All of these things played through my mind on October 11, when I participated in my 23rd 5K race, and finished the race, with no walking breaks and a new personal record time. I realize this might not seem like a big deal to most people. To me, though, it finally beat down that negative voice in my head that kept telling me I couldn't do it. When I crossed that finish line, I was as happy as I was when I crossed the finish at my first 5K. Ironically, on October 11, 2008, this same race was my first 5K race, which made this victory even sweeter. And last weekend, when I lined up for the Great Pumpkin Challenge 5K, I did so knowing that I had the ability to run without walking, and I did, even in a torrential downpour.

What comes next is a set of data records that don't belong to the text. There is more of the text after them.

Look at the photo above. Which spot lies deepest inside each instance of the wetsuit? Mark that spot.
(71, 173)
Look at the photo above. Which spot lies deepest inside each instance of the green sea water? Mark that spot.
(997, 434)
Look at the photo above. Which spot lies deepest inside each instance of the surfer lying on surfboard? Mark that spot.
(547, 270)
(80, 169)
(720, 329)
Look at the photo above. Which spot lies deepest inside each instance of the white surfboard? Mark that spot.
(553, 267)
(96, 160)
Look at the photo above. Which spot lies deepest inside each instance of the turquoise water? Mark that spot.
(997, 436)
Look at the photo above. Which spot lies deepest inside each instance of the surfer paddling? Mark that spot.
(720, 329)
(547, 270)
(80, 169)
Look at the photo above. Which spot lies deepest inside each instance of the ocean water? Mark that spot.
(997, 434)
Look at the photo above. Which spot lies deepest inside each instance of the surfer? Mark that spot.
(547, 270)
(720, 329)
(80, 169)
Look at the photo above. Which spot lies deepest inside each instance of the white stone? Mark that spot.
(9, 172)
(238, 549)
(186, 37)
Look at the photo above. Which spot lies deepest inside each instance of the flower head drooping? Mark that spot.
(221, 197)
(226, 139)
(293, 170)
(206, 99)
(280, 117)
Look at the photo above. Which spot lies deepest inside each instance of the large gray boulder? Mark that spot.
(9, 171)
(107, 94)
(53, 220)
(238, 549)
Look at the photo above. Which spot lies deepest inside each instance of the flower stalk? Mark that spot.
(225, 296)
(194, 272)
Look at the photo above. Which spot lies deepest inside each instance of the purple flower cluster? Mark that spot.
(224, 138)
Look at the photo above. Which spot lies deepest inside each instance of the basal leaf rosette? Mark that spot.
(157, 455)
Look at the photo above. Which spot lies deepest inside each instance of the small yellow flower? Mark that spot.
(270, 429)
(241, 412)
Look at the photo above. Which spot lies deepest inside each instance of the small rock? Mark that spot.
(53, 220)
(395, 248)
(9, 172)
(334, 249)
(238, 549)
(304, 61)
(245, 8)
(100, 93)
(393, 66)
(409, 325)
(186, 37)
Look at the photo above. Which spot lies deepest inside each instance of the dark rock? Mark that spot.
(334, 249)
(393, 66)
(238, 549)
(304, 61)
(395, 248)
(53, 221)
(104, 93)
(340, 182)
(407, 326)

For me, losing weight was the easy part. The difficulty came in defeating the negative voice in my head that told me I can't do it, that I'm not worth it, that I'm not good enough.
I think I'm finally there--I made it. When I finished that race on October 11, I kicked that voice to the curb once and for all. I CAN be a runner, I CAN run a whole 5K race. I CAN do anything I set my mind to. Sometimes being stubborn trumps anything else that gets in the way.